あんな過去を経験してきたテケルも既に29歳。そして、何時までも夢だけを追い求める事も出来るわけがなく、27の時に3つ下の街の商人の娘と結婚、子供も一人いる。夫婦仲も悪くなく、幸せな家庭だ。そんな彼が仕えていた家が取り潰しとなり、残ったのもユアただ一人。更に彼女には結構な額の負債がある。家族の事を考えるなら他家に鞍替えするのが当たり前である上に、勧誘も実際にあるのだ。しかし彼がこの数ヶ月ユアに付いていたのはやはり思慕が未だに残っているからだろう。

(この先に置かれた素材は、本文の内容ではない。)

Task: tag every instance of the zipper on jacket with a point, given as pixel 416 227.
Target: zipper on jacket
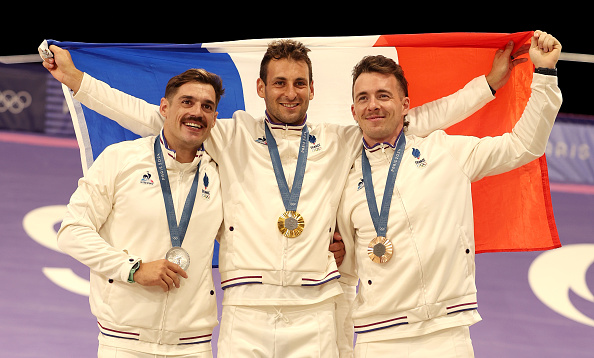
pixel 162 327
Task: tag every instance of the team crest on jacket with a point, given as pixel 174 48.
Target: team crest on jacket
pixel 261 140
pixel 314 147
pixel 146 179
pixel 360 185
pixel 205 191
pixel 420 162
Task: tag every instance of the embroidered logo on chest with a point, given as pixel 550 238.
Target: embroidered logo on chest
pixel 146 179
pixel 360 185
pixel 261 140
pixel 205 191
pixel 419 162
pixel 314 147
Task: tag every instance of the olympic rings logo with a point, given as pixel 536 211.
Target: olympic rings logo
pixel 13 102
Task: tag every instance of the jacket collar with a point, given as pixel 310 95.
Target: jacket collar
pixel 170 152
pixel 291 127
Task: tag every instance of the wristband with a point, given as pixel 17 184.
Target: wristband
pixel 546 71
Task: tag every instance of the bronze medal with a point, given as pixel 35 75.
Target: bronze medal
pixel 291 224
pixel 380 250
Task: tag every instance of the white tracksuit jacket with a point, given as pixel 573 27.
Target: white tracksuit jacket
pixel 429 283
pixel 253 252
pixel 117 217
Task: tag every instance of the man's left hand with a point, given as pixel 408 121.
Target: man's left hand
pixel 503 64
pixel 337 248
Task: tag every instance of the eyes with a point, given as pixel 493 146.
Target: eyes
pixel 187 102
pixel 280 83
pixel 381 96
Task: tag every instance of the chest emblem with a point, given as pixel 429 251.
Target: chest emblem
pixel 360 185
pixel 261 140
pixel 205 191
pixel 146 179
pixel 419 162
pixel 314 147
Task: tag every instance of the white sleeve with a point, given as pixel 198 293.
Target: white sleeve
pixel 480 157
pixel 447 111
pixel 128 111
pixel 89 208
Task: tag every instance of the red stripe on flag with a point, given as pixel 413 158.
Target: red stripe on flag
pixel 512 211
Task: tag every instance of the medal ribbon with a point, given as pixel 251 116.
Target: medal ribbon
pixel 290 197
pixel 380 220
pixel 177 232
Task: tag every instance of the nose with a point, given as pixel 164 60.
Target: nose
pixel 196 111
pixel 372 105
pixel 291 92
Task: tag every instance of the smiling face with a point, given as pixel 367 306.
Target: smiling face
pixel 287 90
pixel 379 107
pixel 190 113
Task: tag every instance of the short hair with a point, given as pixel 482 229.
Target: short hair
pixel 380 64
pixel 385 65
pixel 289 49
pixel 195 75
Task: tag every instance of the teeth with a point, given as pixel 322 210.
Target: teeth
pixel 193 125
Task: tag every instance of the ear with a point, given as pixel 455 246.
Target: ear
pixel 164 107
pixel 405 105
pixel 260 87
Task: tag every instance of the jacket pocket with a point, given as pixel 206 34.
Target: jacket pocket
pixel 467 250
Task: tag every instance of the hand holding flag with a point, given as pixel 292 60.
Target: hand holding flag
pixel 544 50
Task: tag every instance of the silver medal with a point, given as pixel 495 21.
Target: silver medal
pixel 178 256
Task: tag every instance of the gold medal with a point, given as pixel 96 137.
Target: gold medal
pixel 380 250
pixel 291 224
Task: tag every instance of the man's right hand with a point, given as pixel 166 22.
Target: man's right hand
pixel 160 273
pixel 63 69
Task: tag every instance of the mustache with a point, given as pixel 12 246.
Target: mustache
pixel 195 119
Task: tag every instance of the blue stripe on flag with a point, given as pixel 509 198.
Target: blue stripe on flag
pixel 143 70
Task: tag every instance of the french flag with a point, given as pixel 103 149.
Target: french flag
pixel 512 211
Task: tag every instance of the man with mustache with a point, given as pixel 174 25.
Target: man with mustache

今ならば俸禄不払いを理由に訴え、卑しい身分に貶め、自分の情婦として囲う事も出来るだろう。
しかし彼はその選択肢は絶対に選ばない、もとい選べない。仕えてきた頃の彼女の様々な面を実際に見てきた彼にそんな選択肢は選べなかった。
もう一度あの笑顔が見たい。
そんな切実な願いがテケルにはあった。
家族にも話した、これからどうするか、妻はあなたの好きなようにしてくださいと言ってくれた。

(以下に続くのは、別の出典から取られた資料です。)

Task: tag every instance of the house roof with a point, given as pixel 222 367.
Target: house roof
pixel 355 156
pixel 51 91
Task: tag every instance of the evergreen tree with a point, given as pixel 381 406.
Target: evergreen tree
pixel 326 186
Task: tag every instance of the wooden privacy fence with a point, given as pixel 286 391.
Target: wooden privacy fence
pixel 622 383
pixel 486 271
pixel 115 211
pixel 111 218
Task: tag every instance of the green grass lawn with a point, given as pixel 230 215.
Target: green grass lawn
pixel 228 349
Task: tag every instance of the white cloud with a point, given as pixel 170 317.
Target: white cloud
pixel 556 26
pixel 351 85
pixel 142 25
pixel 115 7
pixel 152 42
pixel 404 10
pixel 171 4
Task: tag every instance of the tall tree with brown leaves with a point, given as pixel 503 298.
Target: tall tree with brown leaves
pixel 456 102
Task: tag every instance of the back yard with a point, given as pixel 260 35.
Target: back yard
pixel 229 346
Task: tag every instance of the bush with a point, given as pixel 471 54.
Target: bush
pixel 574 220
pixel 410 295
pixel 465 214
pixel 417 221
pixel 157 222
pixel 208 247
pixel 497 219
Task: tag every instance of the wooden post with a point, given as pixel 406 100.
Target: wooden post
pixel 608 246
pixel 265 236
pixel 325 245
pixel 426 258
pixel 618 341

妻との結婚を一番に祝ってくれたのはお嬢様達であった。そして子供が産まれてからはたくさん気を使ってもらった。普通の貴族ならばそんな事気にも留めないのだが、お嬢様達は違ったのだ。その経験があり、妻自身恩を感じている所がある為、今のお嬢様に付いている事に何も言わないのだろう。
まぁ今無理やり決める事もないか……
結論を先送りに、立ち上がり、部屋へと帰って行った。
集団討伐*……ギルドによる大規模依頼のひとつ。年間多くても一度あるかないか程の依頼である。S級指定危険種の出現や魔物などのスタンピートの発生などの際に、大人数で対処するためにある。しかしその以来の特殊さ故に依頼主も苦労をする。報酬金、宿泊費などの諸経費などバカにならない。その為国からか大公、辺境伯などからしか出されることはない。

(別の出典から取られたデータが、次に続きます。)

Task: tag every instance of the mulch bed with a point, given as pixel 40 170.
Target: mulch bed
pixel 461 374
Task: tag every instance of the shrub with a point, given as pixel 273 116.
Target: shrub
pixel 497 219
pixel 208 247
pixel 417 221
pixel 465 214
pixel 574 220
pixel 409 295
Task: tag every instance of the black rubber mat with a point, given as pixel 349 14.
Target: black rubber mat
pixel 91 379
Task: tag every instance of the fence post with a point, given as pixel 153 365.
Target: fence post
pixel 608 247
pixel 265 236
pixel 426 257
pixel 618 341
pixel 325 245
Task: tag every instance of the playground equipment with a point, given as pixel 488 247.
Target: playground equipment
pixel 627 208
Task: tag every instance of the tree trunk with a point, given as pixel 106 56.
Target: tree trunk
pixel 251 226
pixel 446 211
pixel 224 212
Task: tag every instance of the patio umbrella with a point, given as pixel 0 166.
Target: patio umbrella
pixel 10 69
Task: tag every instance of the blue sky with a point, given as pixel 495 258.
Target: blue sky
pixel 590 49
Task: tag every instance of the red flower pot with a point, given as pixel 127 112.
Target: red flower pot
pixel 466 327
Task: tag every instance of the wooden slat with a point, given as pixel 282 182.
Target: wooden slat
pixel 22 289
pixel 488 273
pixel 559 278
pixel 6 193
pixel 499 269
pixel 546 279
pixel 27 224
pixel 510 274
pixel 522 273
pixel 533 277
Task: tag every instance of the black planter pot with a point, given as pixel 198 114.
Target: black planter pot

臨時パーティー*……パーティーの一種。正式なパーティーと違い集団討伐の際などに一人の者などを既存のパーティーへ一時加入する制度。集団討伐などは一人だと死亡率が上がってしまう為にとられる措置で、有限な人材の損失を抑える為にとられる。パーティーの種類としては、臨時パーティー、パーティー、組(パーティーの集まり)、団(組の集まり)、派閥(団の集合体であり俗称であり、呼ばれる場合や記載される場合は〇〇派となる)がある。現時点で申請されているパーティー数は万にのぼり、組は凡そ500程、団は31、派閥は3存在する。パーティー申請などは帝国ギルドと西洋ギルドは連動したシステムとなっており、どちらか片方で登録すると両ギルドで登録された扱いとなる。
一個騎士隊……国軍のひとつの単位。一個騎士隊は凡そ50人程。指揮官には一等騎士が置かれるのが通例。